It’s a story we often hear on the cat forums. Two cats that used to get along suddenly turn into enemies. The trigger? One of the cats had spent some time outside the home. Upon its return, the other cat sees him or her as a threatening stranger. The term for this kind of behavior is “non-recognition aggression”. If you have more than one cat, you could be facing this situation too someday.
Why does non-recognition aggression even happen?
I have two cats, Shadow (10 years old) and Sylvester (5 years old). Shadow has a gum disease and I took her to the vet last Friday. I brought her back in the house and put her down on the ground and Sylvester attacked her, ripped off her bandage, her collar and had tuffs of her fur under his claws.
Why are we seeing this type of behavior in cats?
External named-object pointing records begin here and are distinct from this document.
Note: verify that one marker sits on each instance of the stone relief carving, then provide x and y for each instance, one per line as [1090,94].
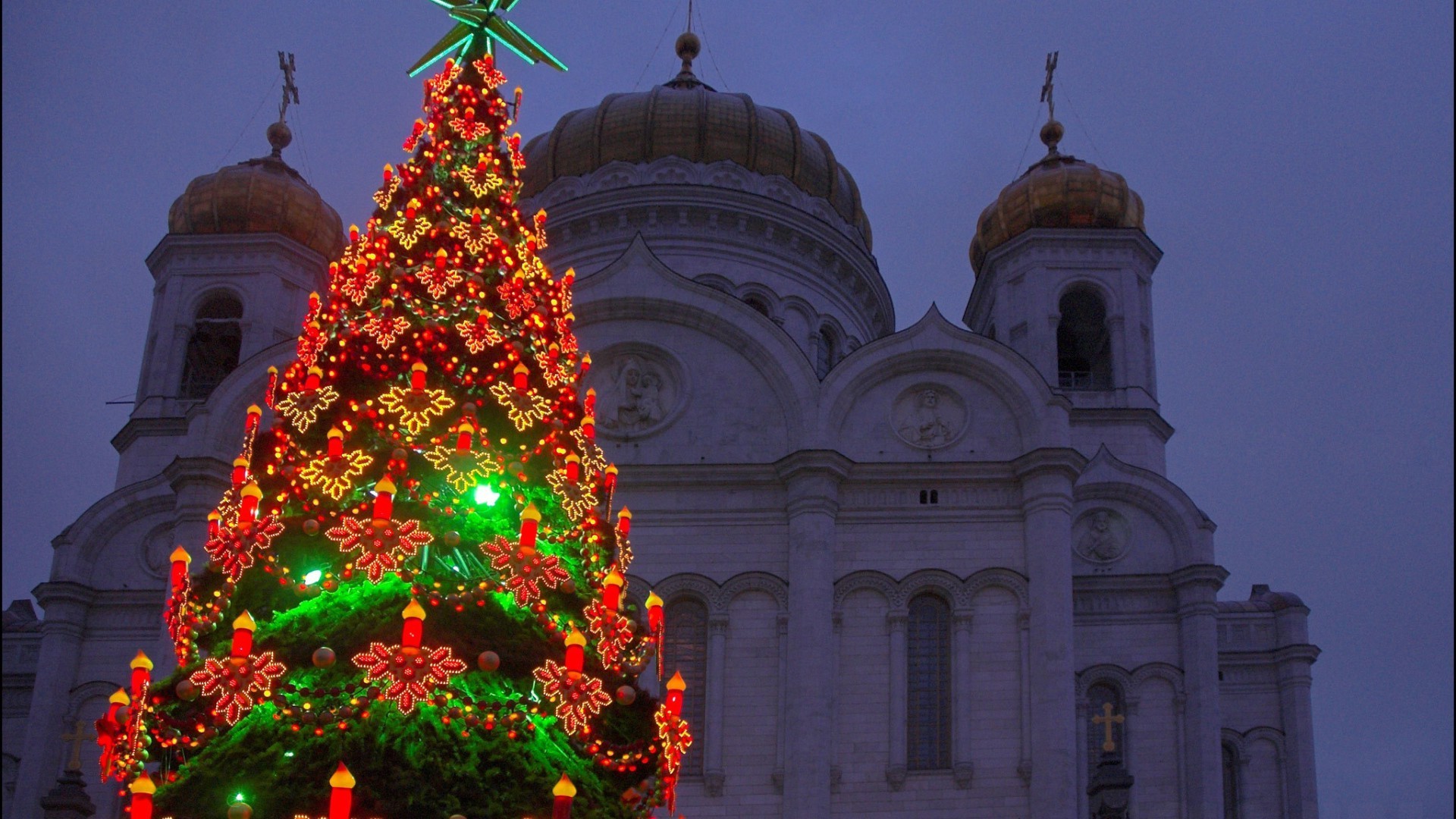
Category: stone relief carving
[928,416]
[1101,535]
[639,390]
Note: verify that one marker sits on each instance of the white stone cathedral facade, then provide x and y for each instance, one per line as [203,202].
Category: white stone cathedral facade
[903,570]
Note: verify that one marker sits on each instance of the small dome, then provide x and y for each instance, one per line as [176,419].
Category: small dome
[691,120]
[259,196]
[1057,191]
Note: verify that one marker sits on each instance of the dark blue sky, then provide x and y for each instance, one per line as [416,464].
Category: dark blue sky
[1294,161]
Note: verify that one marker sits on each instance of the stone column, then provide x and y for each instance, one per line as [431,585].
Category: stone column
[962,738]
[1294,657]
[1046,477]
[714,748]
[66,608]
[811,480]
[1197,588]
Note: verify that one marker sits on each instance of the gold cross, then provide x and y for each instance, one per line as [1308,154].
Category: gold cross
[1046,88]
[76,738]
[1107,720]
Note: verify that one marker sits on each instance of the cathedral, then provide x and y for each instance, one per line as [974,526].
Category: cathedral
[935,572]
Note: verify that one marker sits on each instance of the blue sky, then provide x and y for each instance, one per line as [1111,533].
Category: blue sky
[1294,161]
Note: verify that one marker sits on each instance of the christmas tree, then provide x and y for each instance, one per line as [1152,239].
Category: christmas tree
[414,601]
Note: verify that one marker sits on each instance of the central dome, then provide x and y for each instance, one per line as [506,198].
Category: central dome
[689,120]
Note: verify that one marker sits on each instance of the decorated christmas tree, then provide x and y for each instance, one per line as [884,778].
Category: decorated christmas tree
[414,602]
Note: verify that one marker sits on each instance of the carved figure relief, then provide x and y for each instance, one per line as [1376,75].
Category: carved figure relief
[928,416]
[638,390]
[1101,535]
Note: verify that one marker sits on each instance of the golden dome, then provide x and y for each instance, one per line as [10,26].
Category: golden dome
[259,196]
[691,120]
[1057,191]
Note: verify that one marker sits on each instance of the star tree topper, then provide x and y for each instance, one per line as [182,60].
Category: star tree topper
[478,28]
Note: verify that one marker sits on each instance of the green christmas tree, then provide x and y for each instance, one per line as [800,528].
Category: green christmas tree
[414,596]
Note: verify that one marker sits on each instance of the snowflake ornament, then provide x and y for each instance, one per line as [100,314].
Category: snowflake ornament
[579,697]
[382,548]
[417,407]
[413,673]
[237,682]
[523,575]
[234,547]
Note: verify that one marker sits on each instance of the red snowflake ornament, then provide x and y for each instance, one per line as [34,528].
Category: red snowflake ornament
[579,698]
[523,575]
[237,684]
[413,673]
[382,548]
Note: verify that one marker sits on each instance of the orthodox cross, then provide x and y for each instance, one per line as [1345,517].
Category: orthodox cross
[1107,720]
[289,89]
[76,738]
[1046,88]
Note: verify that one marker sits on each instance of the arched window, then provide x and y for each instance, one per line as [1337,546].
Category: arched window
[1084,346]
[685,651]
[1101,695]
[1231,781]
[827,352]
[213,350]
[928,684]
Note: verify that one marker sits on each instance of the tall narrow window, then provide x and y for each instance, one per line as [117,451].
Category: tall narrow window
[1231,781]
[213,350]
[1100,697]
[928,684]
[685,651]
[1084,346]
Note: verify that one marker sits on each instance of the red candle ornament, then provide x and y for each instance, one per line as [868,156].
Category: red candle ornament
[341,799]
[243,629]
[530,523]
[576,651]
[674,694]
[383,502]
[142,790]
[564,792]
[248,512]
[414,615]
[612,589]
[180,567]
[140,673]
Why would a healthy cat turn on the sick cat and attack? After all, they used to be good friends before.
The answer is that they probably don’t even recognize the cat at that very moment.
This sounds strange to us as we rely on sight for recognizing other people. For cats, however, the more relevant sense is scent. The cat returning from the vet doesn’t smell like the cat they knew before. This cat is covered with strange scents to the point that he or she becomes unrecognizable. The resident cat therefore reaches a conclusion: Someone swapped his former friend with a stinky alien.
Cat behavior experts call this “Non-recognition syndrome”. Some believe that it’s not only the strange smells that were picked up by the cat while outside the home. The new smell may also be the result of the cat’s own fear. Having spent the day in unfamiliar surroundings, the returning cat could very well be very stressed and fearful. He or she may still be in pain or under the influence of anesthesia drugs, and this is something other cats could pick up on, whether through smell or body language. Those cues – invisible to us – could also trigger an aggressive response.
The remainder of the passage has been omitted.